Informasi dari LBH, sebagian yang ditangkap di Jember tanpa surat penangkapan dan proses pemeriksaan tanpa didampingi penasihat hukum.
Yang memprihatinkan, lanjut Agus, polisi tidak mempublikasikan identitas yang ditangkap, termasuk status mereka, apakah tersangka atau saksi.
“Selain itu, penyidik menyita ponsel mereka yang ditangkap. Bahkan yang di Surabaya, sekitar 20 orang yang ditangkap sudah dilepas, tetapi ponsel-nya masih disita,” ujar Agus.
Agus menegaskan, sikap polisi yang enggan mempublikasi data penangkapan itu membuka peluang terjadinya maladministrasi. Bentuknya bisa berupa penyimpangan prosedur dan penyalahgunaan wewenang.
“Mulai soal penahanan melebihi 1x24 jam, penangkapan tanpa surat perintah, pembatasan akses informasi identitas korban, pemeriksaan tanpa pendampingan, hingga penyitaan tanpa prosedur,” ujar Agus.
Baca Juga : Lansia Diringkus Polisi Usai Diduga Cabuli Tetangga, Korban Bocah Usia 8 Tahun
Tentunya, adanya maladministrasi tersebut akan menjauhkan dari sistem peradilan yang fair. Selain itu, Agus berharap Polda sebaiknya membuka hot line pengaduan.
“Jadi, kalau ada orang atau keluarganya diperlakukan sewenang-wenang, dapat melapor ke hot line tersebut. Ini sekaligus memudahkan pengawasan internal terhadap jalannya penyidikan,” ujar Agus.

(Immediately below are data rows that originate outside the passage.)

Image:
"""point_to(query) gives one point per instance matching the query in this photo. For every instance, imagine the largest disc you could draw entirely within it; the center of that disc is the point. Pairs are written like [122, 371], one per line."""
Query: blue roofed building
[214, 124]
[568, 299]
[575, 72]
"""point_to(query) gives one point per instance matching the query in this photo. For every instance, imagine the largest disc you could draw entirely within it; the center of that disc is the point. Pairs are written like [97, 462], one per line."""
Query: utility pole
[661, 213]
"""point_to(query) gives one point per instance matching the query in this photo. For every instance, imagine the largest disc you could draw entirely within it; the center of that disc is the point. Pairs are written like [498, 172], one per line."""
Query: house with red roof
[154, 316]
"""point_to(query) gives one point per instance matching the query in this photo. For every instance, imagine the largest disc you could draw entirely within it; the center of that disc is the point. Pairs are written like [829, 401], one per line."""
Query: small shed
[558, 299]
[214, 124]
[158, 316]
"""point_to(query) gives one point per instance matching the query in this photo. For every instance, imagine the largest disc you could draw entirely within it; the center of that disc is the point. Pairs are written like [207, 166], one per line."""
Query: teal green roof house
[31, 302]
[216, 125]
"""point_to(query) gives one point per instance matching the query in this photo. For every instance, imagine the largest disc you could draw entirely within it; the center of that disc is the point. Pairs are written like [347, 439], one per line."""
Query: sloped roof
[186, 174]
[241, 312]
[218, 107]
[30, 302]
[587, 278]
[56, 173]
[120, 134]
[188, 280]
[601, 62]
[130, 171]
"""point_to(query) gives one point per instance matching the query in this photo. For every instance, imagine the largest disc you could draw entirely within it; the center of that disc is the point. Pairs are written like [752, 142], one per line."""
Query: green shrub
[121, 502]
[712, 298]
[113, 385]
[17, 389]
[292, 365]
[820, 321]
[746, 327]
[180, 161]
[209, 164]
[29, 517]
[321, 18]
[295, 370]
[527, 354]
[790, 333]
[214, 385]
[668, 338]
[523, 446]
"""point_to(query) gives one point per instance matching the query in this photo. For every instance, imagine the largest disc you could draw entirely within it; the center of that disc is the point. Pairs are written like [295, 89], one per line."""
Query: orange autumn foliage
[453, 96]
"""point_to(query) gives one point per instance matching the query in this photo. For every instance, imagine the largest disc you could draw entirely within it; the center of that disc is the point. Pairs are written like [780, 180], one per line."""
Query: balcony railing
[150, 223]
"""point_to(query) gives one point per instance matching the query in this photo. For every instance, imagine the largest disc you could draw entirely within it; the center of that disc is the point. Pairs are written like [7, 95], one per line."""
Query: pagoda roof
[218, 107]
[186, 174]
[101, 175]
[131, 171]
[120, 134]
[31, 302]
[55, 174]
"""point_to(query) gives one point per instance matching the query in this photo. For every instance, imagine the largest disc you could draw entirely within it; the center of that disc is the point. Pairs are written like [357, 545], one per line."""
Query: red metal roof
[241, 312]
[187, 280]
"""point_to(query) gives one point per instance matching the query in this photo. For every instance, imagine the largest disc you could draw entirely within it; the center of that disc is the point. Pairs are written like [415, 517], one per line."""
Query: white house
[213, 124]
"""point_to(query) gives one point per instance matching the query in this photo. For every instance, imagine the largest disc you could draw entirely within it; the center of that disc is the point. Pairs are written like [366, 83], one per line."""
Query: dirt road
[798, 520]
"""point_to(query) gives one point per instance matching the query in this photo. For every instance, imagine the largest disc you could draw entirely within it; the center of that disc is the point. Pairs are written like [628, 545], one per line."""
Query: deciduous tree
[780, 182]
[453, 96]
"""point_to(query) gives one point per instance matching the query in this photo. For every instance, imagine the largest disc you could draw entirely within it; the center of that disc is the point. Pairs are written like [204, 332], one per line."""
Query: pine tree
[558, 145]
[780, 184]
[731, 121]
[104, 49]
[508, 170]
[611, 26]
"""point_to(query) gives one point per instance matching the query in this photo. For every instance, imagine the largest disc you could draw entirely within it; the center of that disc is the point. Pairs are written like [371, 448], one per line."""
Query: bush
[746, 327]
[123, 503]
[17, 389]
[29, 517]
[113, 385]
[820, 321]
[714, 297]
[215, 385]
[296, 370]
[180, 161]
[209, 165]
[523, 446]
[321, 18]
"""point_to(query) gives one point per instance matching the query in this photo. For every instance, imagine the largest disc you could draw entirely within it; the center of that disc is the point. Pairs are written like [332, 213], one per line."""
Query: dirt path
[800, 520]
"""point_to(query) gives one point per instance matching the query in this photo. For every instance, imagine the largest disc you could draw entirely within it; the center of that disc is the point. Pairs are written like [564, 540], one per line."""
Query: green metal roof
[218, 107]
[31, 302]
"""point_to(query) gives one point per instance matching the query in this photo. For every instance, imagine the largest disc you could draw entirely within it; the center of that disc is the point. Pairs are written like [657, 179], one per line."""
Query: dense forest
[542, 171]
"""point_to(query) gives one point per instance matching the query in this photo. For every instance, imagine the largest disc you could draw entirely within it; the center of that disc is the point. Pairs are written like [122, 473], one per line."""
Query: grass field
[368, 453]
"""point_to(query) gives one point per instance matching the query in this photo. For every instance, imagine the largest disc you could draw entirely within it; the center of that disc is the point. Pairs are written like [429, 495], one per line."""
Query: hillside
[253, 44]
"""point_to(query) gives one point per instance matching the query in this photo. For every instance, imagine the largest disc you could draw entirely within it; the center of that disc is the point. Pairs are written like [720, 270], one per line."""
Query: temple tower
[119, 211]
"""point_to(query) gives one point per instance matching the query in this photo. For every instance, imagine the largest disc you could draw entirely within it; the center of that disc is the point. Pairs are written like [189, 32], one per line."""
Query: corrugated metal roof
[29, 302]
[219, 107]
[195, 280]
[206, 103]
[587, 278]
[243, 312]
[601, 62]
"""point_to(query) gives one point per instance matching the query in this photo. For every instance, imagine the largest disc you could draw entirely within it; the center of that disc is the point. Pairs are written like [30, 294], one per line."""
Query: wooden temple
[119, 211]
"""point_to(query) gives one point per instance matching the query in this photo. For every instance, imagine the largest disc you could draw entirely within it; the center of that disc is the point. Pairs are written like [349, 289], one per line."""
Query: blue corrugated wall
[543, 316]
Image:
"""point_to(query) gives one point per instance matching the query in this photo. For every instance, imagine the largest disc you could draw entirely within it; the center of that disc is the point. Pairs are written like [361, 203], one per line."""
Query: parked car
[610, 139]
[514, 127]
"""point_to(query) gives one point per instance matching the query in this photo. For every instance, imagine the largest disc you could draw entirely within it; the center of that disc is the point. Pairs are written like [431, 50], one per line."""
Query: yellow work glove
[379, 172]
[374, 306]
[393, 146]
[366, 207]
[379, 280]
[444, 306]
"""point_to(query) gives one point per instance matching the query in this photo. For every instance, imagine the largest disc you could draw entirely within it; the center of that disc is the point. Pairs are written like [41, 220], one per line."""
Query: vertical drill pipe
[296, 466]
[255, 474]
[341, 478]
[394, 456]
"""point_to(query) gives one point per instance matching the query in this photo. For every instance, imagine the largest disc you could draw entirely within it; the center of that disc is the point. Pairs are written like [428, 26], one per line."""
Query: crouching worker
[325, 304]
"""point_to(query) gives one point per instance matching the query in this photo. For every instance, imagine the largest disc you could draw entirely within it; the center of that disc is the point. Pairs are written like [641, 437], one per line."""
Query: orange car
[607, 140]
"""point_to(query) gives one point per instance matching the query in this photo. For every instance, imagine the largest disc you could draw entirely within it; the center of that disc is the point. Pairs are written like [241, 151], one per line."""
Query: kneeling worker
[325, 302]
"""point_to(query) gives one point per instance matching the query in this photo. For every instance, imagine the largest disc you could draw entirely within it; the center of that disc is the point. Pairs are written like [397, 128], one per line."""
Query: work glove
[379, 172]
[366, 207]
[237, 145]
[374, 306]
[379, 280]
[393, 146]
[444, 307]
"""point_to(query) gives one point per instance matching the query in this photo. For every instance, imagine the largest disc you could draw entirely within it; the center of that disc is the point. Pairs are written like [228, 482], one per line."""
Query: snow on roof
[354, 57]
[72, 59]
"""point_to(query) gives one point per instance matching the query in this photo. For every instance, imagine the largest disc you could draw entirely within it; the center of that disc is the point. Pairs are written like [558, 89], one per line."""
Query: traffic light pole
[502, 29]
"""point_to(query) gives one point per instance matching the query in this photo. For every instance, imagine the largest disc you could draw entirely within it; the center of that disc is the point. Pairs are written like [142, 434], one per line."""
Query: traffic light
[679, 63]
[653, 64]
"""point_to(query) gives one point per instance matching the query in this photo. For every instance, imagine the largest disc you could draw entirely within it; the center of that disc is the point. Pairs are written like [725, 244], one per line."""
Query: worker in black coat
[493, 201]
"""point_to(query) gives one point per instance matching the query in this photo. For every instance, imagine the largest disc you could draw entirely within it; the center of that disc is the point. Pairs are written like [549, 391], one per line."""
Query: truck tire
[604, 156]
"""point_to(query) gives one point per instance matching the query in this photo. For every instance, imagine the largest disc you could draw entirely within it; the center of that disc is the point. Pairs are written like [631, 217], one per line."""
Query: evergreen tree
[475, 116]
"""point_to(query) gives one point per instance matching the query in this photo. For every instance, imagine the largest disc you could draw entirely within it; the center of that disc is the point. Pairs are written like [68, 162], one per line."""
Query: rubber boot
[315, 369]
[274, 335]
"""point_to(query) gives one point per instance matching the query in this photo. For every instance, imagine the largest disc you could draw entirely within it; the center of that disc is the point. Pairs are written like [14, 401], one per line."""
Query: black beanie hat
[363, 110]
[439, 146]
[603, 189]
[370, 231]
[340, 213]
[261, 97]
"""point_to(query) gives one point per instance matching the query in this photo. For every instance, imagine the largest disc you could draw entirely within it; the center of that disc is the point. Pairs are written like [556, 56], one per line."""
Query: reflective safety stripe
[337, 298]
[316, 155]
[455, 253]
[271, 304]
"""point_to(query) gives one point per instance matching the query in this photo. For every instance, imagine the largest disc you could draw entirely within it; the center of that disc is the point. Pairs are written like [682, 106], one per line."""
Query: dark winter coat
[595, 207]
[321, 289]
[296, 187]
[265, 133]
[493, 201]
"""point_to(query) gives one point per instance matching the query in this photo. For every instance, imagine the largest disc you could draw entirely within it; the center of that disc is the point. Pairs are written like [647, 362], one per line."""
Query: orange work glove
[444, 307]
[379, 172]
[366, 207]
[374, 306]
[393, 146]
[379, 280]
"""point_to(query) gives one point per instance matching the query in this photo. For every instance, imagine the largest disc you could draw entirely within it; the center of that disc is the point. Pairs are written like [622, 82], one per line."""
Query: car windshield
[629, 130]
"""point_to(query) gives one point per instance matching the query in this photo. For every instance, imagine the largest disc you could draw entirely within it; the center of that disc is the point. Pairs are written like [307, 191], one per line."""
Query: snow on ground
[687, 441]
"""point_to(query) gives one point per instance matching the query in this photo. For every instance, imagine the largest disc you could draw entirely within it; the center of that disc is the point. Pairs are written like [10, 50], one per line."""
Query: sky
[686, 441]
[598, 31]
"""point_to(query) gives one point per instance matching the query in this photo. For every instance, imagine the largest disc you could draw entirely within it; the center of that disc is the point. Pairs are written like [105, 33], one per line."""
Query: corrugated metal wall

Sementara itu, dihubungi secara terpisah, Komisioner Komisi Informasi (KI) Provinsi Jawa Timur M. Sholahuddin menyatakan bahwa transparansi adalah pilar utama dalam demokrasi. Publik memiliki hak konstitusional untuk mengetahui. Ini dijamin Undang-undang. Baik UUD 1945 pasal 28F maupun UU Nomor 14 Tahun 2008.
“Dalam perkara (aksi massa) itu, publik berhak untuk tahu bagaimana proses penegakan hukum berjalan, apalagi dalam kasus yang menyangkut kerugian publik seperti pembakaran fasilitas umum,” katanya, Jumat (12/9).
Menurut Sholahuddin, menjadi kewajiban polisi sebagai lembaga publik untuk menyampaikan informasi secara terbuka, khususnya terkait jumlah tersangka, jenis pelanggaran yang dituduhkan, dan tahapan proses hukum yang sedang berjalan.
“Namun, kita juga harus memahami bahwa UU No. 14 Tahun 2008 tentang Keterbukaan Informasi Publik memiliki pasal pengecualian, di Pasal 17. Informasi yang dapat menghambat proses penyidikan atau melanggar privasi individu dapat dikecualikan dengan catatan ketat dan terbatas, artinya pengecualian itu hanya untuk sementara waktu,” paparnya.
Karena itu, lanjut dia, pihaknya mendorong pihak kepolisian untuk membuka informasi secara bertahap, sesuai dengan perkembangan kasus. Juga, memberikan penjelasan alasan yang kuat kepada publik, mengapa identitas tersangka itu tidak dibuka ke publik.
“Penjelasan itu harus didasarkan pada peraturan, bukan hanya alasan keamanan atau privasi tanpa dasar,” terangnya.
Selain itu, polisi juga berkewajiban memastikan tentang hak keluarga bersangkutan untuk mendapatkan informasi terkait keberadaan dan status hukum anggota keluarga mereka terpenuhi, melalui jalur yang jelas dan mudah diakses.
“Pada intinya, informasi harus dibuka, kecuali jika ada alasan kuat yang sah secara hukum untuk tidak melakukannya. Kami akan terus ikut memantau dan mendorong agar proses ini berjalan transparan dan akuntabel demi kepentingan publik,” pungkasnya.